Crystal Wahpepah’s first cookbook celebrates Native cuisine

‘A Feather and a Fork’ connects recipes, memory and Indigenous identity

When Crystal Wahpepah opened Wahpepah’s Kitchen five years ago, Native food spaces were, even that recently, still hard to find. When she was a child, Wahpepah told me, she never saw or set foot inside a Native restaurant. Now the chef gets to see her community, young and old, experience a “healing connection” when they walk through the door. “We need to have our foods visible to people when it comes to talking about health and wellness,” Wahpepah said. At the same time, a Native kitchen “uplifts food producers” and the ingredients she cooks with that other chefs don’t.

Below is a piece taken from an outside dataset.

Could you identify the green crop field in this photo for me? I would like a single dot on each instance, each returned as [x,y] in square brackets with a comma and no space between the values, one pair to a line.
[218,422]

Earlier this spring Wahpepah, with Amy Paige Condon, published her first cookbook, A Feather and a Fork: 125 Intertribal Dishes from an Indigenous Food Warrior. Wahpepah’s biography provides the backbone of the book. The recipes are all informed by and connected to her life story. She recounts the good memories—foraging for berries, cooking with her auntie Johnella—and contextualizes the more troubling ones within the many destructive government policies directed toward Native Americans. 

“I really wanted to share my story, how I became an Indigenous chef,” Wahpepah said. On her current book tour, people are engaging with the recipes as home cooks look for inspiration. But they’re also reading the chef’s anecdotes as a way to connect with “what’s going on in Indian country.” Both the cookbook and her restaurant have provided the chef with a platform to introduce Native cuisine. Her culinary influences reflect the history of a people and their relationship to the land.

Wahpepah’s Kitchen only serves game meat. The chef pointed out that, “These are the meats from this land.” There are recipes in A Feather and a Fork for bison, rabbit, venison, turkey and fish. The chef loves rabbit because she associates it with a childhood memory. “My grandfather would hunt rabbit,” she recalled. “But if you think about what the animal eats—they eat a lot of veggies and greens—rabbit is the cleanest animal, even more than chickens.” Depending on how it’s prepared, whether in tacos or pozole, Wahpepah describes the taste as “really light.”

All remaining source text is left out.